Changing foreign policy agenda

Changing foreign policy agenda

Thanks to the rise in the democratic standards and the improvement in relations with the European Union between 2004 and 2009, Turkey was increasing its influence in a wider geography, starting with the Arab world.

The export rates in the new markets and the number of tourists in Anatolia were rapidly increasing. In spite of the global economic crisis which reached its peak in 2008, Turkey remained as an attractive place for foreign direct investors.

In such an atmosphere, the Foreign Ministry organized an ambassadors’ conference in July 2008.

That conference was not the first and last one.

The 10th Conference was held in Ankara last week. Mehmet Uçum and Yavuz Atar, advisors to the president, as well as Defense Minister Hulusi Akar and Interior Minister Süleyman Soylu were among the speakers. A

ll the businesspeople and the diplomats I met at lunch break had one main agenda: The crisis with the U.S. and its consequences. Everybody was complaining about the irrational politics that U.S. President Donald Trump is currently following.

We have discussed over several examples on how Trump drove not only Turkey, but the whole world, especially, the European countries crazy. We all agreed that the antidote of the U.S. was the European Union, but it was unquestionably clear that the political distance between us and EU had widened further in recent years.

Even comparing our conversations with the conversations we had 10 years ago is enough to understand the big change in the Turkish foreign policy. Without doubt, many negative developments happened, such as the collapse of the Arab Spring and the Syrian civil war.

In consequence, Turkish foreign policy which mostly focused on the positive agenda of “solutions and dialogues” left its place to a more negative agenda of “showdown.”

Some of the issues about the fundamental rights and freedoms that we thought we had left in the past in the course of Turkey’s accession process into the EU once again showed themselves in our current discussions of diplomacy.

In front of the hotel in which the Ambassadors’ Conference was held, there were many black jeeps.
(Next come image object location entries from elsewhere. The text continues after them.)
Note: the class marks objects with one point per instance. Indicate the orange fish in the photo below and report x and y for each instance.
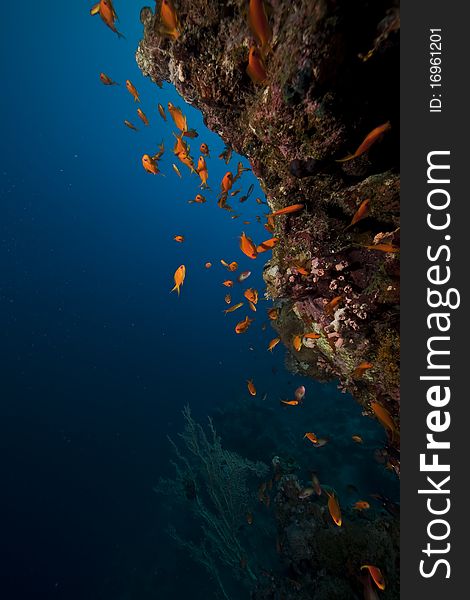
(161, 110)
(142, 116)
(170, 19)
(130, 125)
(273, 314)
(273, 343)
(259, 24)
(108, 15)
(267, 245)
(360, 214)
(105, 80)
(204, 149)
(247, 246)
(179, 276)
(376, 575)
(370, 139)
(132, 91)
(242, 326)
(227, 182)
(251, 295)
(384, 417)
(361, 369)
(334, 508)
(150, 164)
(287, 210)
(383, 248)
(255, 68)
(297, 342)
(330, 307)
(361, 505)
(251, 387)
(233, 308)
(178, 117)
(311, 437)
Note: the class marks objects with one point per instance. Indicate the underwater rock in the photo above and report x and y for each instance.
(332, 77)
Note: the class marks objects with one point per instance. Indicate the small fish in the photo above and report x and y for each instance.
(247, 246)
(108, 15)
(226, 155)
(334, 508)
(130, 125)
(150, 164)
(297, 342)
(360, 214)
(105, 80)
(361, 505)
(273, 314)
(255, 69)
(170, 19)
(142, 116)
(287, 210)
(311, 437)
(330, 307)
(259, 24)
(273, 343)
(251, 387)
(132, 91)
(243, 276)
(290, 402)
(226, 183)
(376, 575)
(161, 110)
(384, 417)
(370, 139)
(178, 117)
(361, 369)
(251, 295)
(316, 484)
(267, 245)
(242, 326)
(204, 149)
(179, 277)
(233, 308)
(306, 493)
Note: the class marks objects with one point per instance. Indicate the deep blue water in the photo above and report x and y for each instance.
(98, 358)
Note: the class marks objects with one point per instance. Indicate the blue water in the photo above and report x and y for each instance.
(98, 358)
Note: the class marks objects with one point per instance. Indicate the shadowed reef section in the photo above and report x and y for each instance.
(332, 77)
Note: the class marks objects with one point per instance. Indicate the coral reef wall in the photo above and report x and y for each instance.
(332, 77)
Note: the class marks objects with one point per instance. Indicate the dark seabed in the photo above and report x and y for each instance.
(98, 358)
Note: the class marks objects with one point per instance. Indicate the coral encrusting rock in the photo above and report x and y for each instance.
(333, 73)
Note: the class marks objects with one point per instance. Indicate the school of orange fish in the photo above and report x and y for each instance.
(258, 71)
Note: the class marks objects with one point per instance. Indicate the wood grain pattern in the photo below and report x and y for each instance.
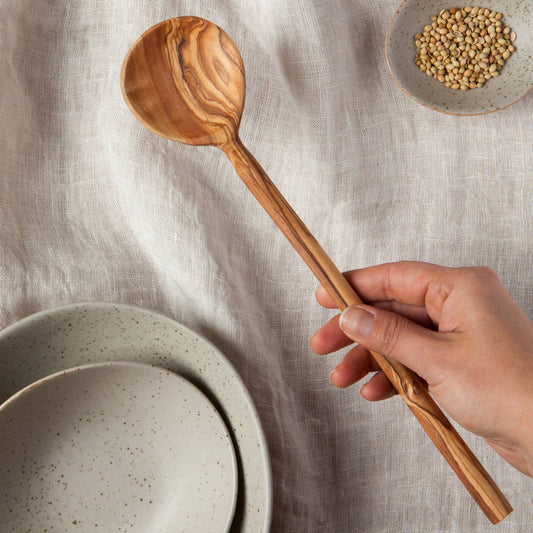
(184, 80)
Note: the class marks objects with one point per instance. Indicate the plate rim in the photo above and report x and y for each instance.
(156, 370)
(261, 438)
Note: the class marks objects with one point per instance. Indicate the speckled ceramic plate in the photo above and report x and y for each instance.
(78, 334)
(514, 81)
(118, 446)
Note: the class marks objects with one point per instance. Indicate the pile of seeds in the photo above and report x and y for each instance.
(464, 47)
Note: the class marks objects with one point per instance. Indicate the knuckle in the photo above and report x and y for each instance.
(479, 277)
(391, 333)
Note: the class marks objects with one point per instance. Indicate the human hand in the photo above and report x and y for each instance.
(459, 330)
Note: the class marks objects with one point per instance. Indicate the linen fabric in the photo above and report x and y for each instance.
(94, 207)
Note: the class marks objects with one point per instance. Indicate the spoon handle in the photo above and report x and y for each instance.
(464, 463)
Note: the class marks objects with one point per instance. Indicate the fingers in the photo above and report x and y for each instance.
(357, 364)
(330, 337)
(395, 336)
(406, 282)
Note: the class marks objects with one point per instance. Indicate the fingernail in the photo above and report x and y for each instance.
(357, 322)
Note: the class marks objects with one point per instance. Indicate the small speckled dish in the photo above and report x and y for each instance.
(514, 81)
(117, 446)
(78, 334)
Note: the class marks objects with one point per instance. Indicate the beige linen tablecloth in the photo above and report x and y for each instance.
(93, 207)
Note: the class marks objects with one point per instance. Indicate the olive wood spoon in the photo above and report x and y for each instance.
(184, 80)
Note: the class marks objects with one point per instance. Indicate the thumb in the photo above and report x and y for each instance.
(394, 336)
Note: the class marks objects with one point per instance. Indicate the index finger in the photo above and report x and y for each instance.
(407, 282)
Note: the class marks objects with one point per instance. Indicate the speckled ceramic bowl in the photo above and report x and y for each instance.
(118, 446)
(514, 81)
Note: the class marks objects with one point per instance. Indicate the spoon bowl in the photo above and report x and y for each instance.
(184, 80)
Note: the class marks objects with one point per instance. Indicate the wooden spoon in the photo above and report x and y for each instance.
(184, 79)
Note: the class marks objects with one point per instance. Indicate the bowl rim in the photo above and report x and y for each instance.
(398, 83)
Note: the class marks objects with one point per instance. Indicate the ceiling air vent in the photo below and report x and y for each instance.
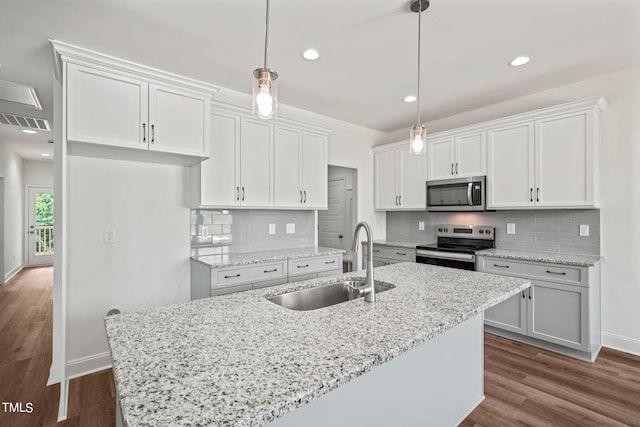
(24, 122)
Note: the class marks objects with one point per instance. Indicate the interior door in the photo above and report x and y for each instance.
(40, 234)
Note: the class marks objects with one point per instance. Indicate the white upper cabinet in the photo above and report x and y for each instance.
(261, 164)
(549, 161)
(115, 104)
(457, 156)
(399, 178)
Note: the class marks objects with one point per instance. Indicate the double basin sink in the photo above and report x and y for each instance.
(326, 295)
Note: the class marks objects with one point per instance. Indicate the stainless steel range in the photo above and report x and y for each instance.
(457, 246)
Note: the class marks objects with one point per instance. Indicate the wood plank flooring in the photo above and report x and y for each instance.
(524, 385)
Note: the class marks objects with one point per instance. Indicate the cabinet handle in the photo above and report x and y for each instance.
(560, 273)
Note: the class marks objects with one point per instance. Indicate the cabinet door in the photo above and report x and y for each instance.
(219, 174)
(559, 314)
(106, 108)
(179, 121)
(386, 177)
(564, 161)
(256, 162)
(510, 167)
(471, 155)
(286, 163)
(412, 180)
(314, 171)
(440, 155)
(510, 315)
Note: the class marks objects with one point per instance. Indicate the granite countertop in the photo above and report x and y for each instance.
(550, 257)
(242, 258)
(242, 360)
(408, 244)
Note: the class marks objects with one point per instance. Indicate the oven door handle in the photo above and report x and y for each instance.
(445, 255)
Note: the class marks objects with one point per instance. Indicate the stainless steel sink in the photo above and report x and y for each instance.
(326, 295)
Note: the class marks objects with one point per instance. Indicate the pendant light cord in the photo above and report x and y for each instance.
(266, 36)
(419, 37)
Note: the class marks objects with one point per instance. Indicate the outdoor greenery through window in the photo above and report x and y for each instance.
(44, 224)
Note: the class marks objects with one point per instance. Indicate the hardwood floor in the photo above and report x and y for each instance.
(524, 385)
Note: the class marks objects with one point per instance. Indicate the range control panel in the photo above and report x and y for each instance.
(486, 232)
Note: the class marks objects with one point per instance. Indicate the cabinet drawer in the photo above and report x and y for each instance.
(233, 276)
(394, 253)
(301, 266)
(548, 272)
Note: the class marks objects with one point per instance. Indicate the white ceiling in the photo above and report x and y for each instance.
(368, 50)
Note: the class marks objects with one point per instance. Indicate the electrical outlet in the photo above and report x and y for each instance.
(110, 235)
(584, 229)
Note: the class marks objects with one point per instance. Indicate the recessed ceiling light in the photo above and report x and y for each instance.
(311, 54)
(520, 60)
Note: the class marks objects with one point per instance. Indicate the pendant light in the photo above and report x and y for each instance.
(265, 88)
(418, 133)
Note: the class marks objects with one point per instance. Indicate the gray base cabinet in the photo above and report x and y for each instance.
(562, 307)
(208, 282)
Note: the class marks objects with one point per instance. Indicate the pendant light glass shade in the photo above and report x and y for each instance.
(418, 139)
(264, 100)
(265, 93)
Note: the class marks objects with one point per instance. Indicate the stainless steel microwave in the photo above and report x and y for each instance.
(456, 195)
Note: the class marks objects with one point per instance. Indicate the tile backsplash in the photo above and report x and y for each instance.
(548, 230)
(230, 231)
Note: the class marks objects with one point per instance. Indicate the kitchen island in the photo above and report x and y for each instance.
(241, 360)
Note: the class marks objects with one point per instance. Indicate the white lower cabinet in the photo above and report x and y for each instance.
(208, 282)
(562, 306)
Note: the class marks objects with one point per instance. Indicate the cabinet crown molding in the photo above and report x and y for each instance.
(68, 53)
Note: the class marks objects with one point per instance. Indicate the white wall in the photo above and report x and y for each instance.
(11, 167)
(145, 204)
(620, 189)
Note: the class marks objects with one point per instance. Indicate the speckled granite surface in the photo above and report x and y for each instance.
(408, 244)
(241, 360)
(554, 258)
(241, 258)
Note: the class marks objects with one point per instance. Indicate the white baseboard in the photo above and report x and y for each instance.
(15, 270)
(617, 342)
(88, 365)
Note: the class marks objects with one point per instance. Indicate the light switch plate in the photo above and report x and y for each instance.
(584, 229)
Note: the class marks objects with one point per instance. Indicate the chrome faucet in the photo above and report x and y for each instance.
(370, 290)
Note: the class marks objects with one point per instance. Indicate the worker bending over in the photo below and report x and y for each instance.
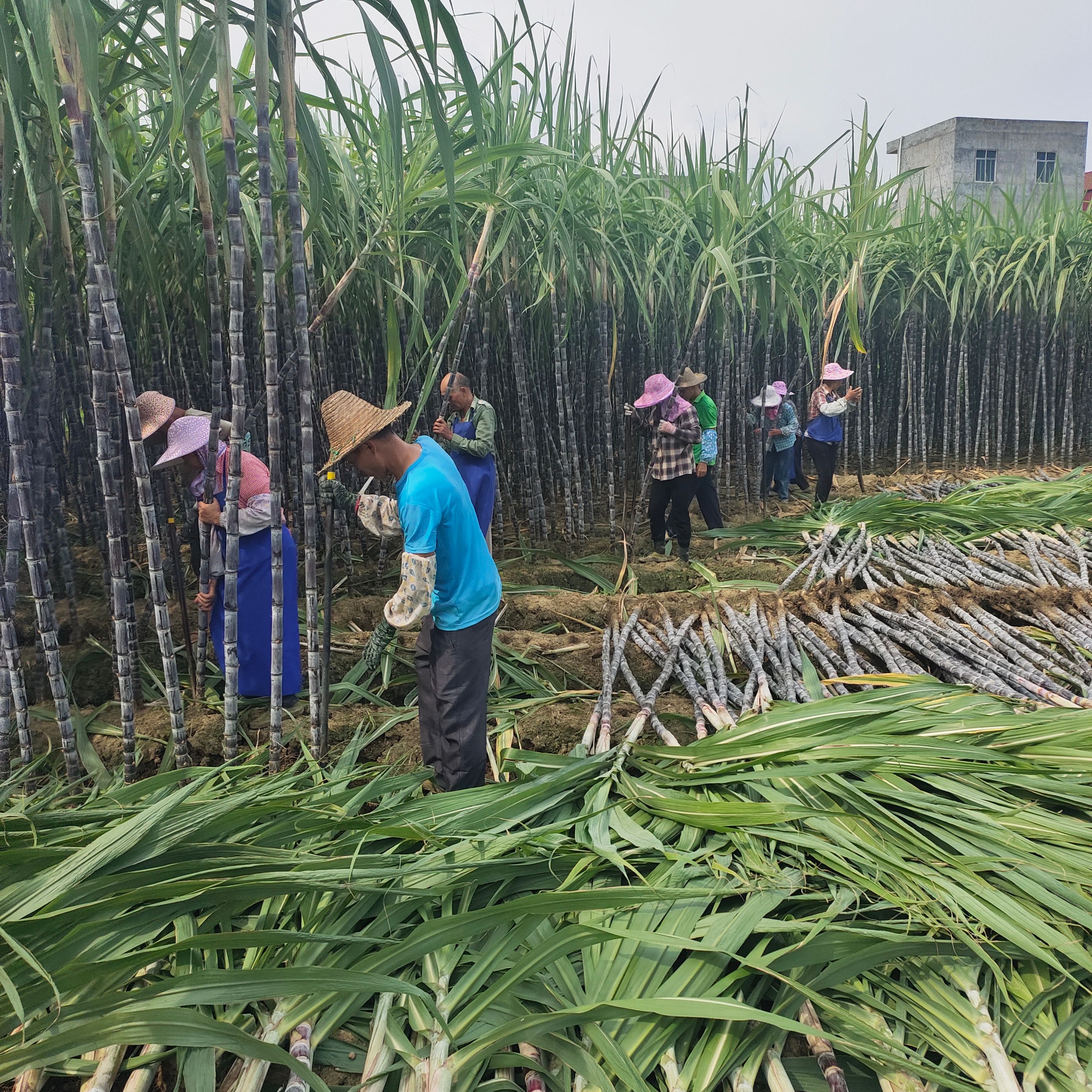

All of them belonged to the security crew of the speakers at the conference.

Realizing that these huge cars are made in the U.S., I instantly remembered the social media videos in which people were shooting at or hammering their phones.

I wish that someone with common sense could explain to them that because those phones were paid in Turkish Liras, they now belonged to the national wealth, and instead of hammering them, they should have been used for a long time without buying new ones.

I realized that nobody supported those acts. Much more rational steps could have been taken. Only in a single week, two Greek soldiers, one human rights advocate and students from the Middle East Technical University have been released. Following all these, messages from Europe were smoothed, even turning to statement of support.

If similar resolutions are followed in terms of main opposition People’s Republican Party (CHP) deputy Enis Berberoğlu and Osman Kavala’s cases, which are being closely monitored by European politicians and human rights advocates, the support of the EU countries for Turkey against America might even increase in an unexpected rate.